Delivery Specialist

Rosh Maternal & Fetal Medicine

OB/GYNs located in Manhattan, New York, NY

When your labor begins and you anticipate the delivery of your baby, nothing is more reassuring than knowing you’re in the hands of skilled and compassionate doctors. The clinical team at Rosh Maternal & Fetal Medicine have the expertise you can count on, with many years of experience supporting women through normal vaginal deliveries, high-risk pregnancies, and cesarean sections. If you have any questions or concerns about your delivery, please don’t hesitate to call their office in the Midtown East area of New York City.

Delivery Q & A

What should you expect during delivery?

Each woman’s labor and delivery experience is different, but during a normal vaginal delivery, everyone goes through the same stages. Your cervix softens and opens, your water breaks, and contractions begin. As your contractions become stronger and more frequent, you progress through three stages of labor:

  • First stage: begins with regular contractions and ends when the cervix is completely dilated
  • Second stage: begins with complete dilatation and ends with delivery of your baby
  • Third stage: begins after birth and ends with delivery of the placenta

How does your medical team manage labor and delivery?

Your medical team keeps a constant and vigilant watch on every aspect of labor and delivery, while keeping you and your family actively updated and involved as you go through every stage. A few examples of the health issues monitored during delivery include:

  • Baby’s heart rate
  • Baby’s station and position
  • Length of time in each stage
  • Medications for pain control
  • Need for augmented labor
  • Need to consider assisted vaginal delivery
  • Need to consider cesarean section

Assisted vaginal delivery, or operative vaginal delivery, is only needed in about 3% of all deliveries. One of the two types -- forceps-assisted and vacuum-assisted -- may be considered when labor doesn’t progress or your doctor has concerns about the baby’s heart rate.

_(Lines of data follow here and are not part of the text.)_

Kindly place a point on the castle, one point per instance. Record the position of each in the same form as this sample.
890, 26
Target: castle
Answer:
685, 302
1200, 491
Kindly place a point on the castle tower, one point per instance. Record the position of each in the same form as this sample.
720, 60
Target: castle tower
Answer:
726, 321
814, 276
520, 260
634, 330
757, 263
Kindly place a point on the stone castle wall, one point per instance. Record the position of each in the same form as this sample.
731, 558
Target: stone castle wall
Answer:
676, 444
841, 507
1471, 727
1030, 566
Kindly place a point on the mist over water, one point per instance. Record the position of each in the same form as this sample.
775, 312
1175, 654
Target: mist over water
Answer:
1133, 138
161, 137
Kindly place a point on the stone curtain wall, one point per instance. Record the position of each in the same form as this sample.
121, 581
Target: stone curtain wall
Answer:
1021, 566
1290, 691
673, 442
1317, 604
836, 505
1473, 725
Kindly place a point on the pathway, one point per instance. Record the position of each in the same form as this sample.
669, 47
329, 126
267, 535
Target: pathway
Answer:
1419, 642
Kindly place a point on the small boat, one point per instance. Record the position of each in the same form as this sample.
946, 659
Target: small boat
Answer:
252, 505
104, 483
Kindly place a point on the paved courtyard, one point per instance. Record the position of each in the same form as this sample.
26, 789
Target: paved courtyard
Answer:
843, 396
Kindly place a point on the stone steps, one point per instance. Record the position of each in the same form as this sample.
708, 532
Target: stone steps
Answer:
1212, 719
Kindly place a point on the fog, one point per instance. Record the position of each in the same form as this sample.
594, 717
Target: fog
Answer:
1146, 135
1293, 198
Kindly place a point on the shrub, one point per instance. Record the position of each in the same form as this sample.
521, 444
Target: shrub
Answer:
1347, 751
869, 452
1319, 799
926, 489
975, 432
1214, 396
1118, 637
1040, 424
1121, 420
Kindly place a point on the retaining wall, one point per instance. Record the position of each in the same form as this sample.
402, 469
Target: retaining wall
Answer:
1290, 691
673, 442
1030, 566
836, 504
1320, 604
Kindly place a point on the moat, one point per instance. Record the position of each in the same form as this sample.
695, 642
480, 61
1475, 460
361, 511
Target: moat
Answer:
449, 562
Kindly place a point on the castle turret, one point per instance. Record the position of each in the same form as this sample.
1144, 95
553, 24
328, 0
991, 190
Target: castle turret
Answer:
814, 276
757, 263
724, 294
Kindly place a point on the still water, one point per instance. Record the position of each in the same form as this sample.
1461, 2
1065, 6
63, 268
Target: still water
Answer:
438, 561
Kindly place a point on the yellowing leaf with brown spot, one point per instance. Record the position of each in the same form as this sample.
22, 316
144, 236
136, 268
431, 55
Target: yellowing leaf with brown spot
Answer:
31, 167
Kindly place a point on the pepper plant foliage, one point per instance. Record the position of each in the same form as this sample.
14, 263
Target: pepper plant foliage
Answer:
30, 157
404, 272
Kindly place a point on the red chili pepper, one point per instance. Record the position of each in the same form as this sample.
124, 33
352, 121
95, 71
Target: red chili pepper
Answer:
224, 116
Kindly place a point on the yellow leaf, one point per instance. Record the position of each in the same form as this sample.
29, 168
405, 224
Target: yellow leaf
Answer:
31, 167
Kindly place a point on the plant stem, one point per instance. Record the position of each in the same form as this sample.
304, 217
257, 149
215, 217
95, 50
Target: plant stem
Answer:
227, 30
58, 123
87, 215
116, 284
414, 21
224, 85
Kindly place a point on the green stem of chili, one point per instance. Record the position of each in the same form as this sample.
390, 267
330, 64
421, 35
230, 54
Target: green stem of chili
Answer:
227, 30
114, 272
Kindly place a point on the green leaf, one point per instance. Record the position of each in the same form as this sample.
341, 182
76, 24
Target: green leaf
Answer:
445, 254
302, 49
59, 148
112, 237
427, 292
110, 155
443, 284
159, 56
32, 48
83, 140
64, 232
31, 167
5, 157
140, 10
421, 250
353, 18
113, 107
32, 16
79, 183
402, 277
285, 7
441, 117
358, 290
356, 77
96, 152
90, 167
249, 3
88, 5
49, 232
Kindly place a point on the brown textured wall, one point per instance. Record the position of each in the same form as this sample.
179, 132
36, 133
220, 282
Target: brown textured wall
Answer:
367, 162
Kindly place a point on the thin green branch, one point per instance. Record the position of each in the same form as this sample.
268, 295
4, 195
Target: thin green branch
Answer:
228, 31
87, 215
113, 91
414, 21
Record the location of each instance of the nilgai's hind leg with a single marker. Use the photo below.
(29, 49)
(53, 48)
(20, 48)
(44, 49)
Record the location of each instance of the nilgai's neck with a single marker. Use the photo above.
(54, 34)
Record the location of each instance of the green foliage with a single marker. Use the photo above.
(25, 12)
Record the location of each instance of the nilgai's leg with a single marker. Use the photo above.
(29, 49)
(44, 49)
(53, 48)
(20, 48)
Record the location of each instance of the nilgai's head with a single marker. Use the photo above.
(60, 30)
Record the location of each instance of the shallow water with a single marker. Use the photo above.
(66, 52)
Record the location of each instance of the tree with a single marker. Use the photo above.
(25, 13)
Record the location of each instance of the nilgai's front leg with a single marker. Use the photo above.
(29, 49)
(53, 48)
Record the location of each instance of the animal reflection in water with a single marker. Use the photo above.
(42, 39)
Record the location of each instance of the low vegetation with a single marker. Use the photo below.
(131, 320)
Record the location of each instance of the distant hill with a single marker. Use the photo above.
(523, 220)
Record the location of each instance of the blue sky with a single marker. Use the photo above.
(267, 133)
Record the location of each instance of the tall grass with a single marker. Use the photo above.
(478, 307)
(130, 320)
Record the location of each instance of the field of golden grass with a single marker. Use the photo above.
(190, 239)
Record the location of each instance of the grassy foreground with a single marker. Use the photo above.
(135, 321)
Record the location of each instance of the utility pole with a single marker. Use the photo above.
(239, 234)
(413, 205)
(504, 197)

You can count on your doctor to explain what’s happening and why you may need to consider an assisted delivery or cesarean section to ensure the health of your baby.

When is a cesarean section medically necessary?

Cesarean delivery can be planned, but it often becomes a choice that’s made as health concerns arise during labor. The most common medical reasons for a cesarean include:

  • Labor doesn’t progress
  • Fetal distress
  • Breech presentation
  • Large baby
  • Multiple babies
  • Placenta problems
  • Medical condition of the mother
  • Presence of infection
  • Previous C-section

Can you have a vaginal birth after a cesarean section?

The primary concern about vaginal delivery after a cesarean section (VBAC) revolves around potential muscle weakness at the site of your cesarean scar. While uterine rupture is rare, there’s a chance that the previous incision may reopen under the pressure of muscle contractions during delivery.

If your incision was horizontal along the bikini line, chances are you can consider a trial of labor after cesarean (TOLAC). Your doctor at Rosh Maternal & Fetal Medicine evaluates your overall health and talks with you about the risks and benefits. TOLAC is well-planned and you’re closely monitored throughout labor for signs of problems.

Come visit your Manhattan OBGYN.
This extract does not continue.